Compression: 10 pages (original ex. references and appendix) -> 3.5 pages (this article)

Summary

"Pre-training via Paraphrasing" introduces MARGE, a Multilingual Autoencoder that Retrieves and Generates. In this architecture, a retrieval model is trained to score the relevancy of batches of "evidence" documents $z_{1...M}$ based on their similarity to a "target" document $x$. Simultaneously, a reconstruction model is trained to reconstruct the original target document conditioning on the evidence documents and their relevance scores from the retrieval model. This back-and-forth emulates the behavior of an autoencoder (or even a denoising autoencoder) whereby the mapping of target document to evidence documents serves as an information bottleneck forcing the model to learn document representations that will best enable the reconstruction of the input document.

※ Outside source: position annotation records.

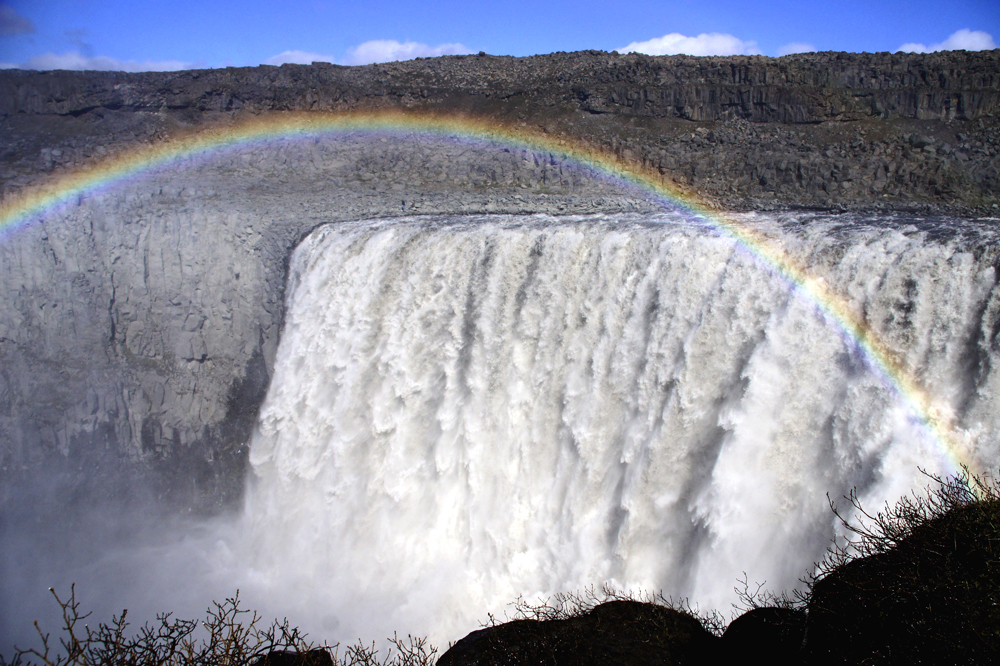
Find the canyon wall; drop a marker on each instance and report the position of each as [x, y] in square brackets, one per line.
[139, 323]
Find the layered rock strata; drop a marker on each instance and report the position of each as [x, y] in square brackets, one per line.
[138, 325]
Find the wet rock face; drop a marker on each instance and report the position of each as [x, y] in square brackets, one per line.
[139, 324]
[137, 328]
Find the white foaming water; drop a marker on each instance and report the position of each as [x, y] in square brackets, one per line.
[467, 410]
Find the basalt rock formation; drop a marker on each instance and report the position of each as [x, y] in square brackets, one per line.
[138, 327]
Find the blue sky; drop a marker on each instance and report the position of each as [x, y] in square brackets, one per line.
[159, 34]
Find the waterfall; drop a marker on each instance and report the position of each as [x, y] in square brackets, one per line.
[465, 410]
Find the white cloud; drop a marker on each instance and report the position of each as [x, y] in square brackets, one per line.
[12, 23]
[964, 39]
[298, 58]
[78, 61]
[796, 47]
[711, 43]
[388, 50]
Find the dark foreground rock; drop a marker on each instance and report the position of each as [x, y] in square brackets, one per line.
[924, 590]
[616, 632]
[933, 599]
[138, 328]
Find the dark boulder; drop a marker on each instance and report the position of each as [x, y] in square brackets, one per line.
[615, 632]
[931, 598]
[775, 632]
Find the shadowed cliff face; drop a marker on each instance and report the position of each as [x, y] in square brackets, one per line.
[138, 327]
[819, 130]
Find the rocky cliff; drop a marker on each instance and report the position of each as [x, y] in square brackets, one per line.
[138, 324]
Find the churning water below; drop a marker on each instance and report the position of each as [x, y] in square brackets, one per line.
[466, 410]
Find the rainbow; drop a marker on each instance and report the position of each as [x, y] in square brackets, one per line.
[21, 208]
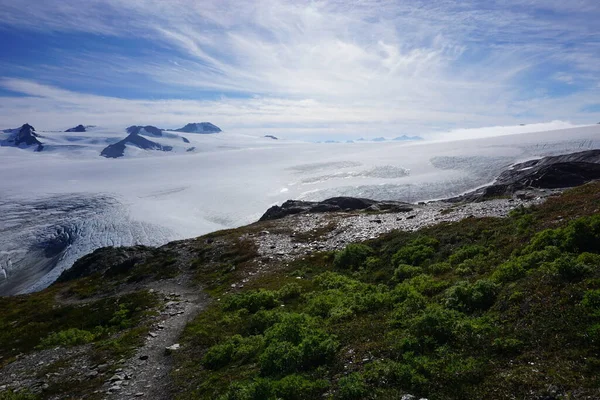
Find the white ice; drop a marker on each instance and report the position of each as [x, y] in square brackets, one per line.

Once pre-trained on this "paraphrasing" task, MARGE can then be leveraged for downstream tasks like sentence retrieval, machine translation, summarization, paraphrasing, and question answering. Even with no fine-tuning (i.e. "zero-shot"), the model demonstrates impressive performance on these tasks. Performance improves meaningfully with task-specific fine-tuning.

Key results and takeaways

Transformer-based model pre-trained on retrieval / reconstruction performs admirably across multiple downstream generative and discriminative tasks, including state of the art (SOTA) results on some tasks
Achieves BLEU scores of up to 35.8 on zero-shot unsupervised document translation with no task-specific fine-tuning
Outperforms other unsupervised models on unsupervised cross-lingual sentence retrieval by large margin
Impressively, model is trainable from random initialization despite "chicken-and-egg" problem of retrieval and reconstruction models being co-dependent

Methodology

Retrieval and reconstruction together act as an autoencoder. The retrieved documents act as a noisy representation of the input, and this process serves as an information bottleneck for the algorithm (an encoder). The meaning of the original input is therefore encoded in these documents via the choice of which documents to retrieve along with the relevance score assigned to each. This mapping of input to retrieved documents is the "encoder" of the autoencoder. The reconstruction of the input via the retrieved documents is effectively the decoder.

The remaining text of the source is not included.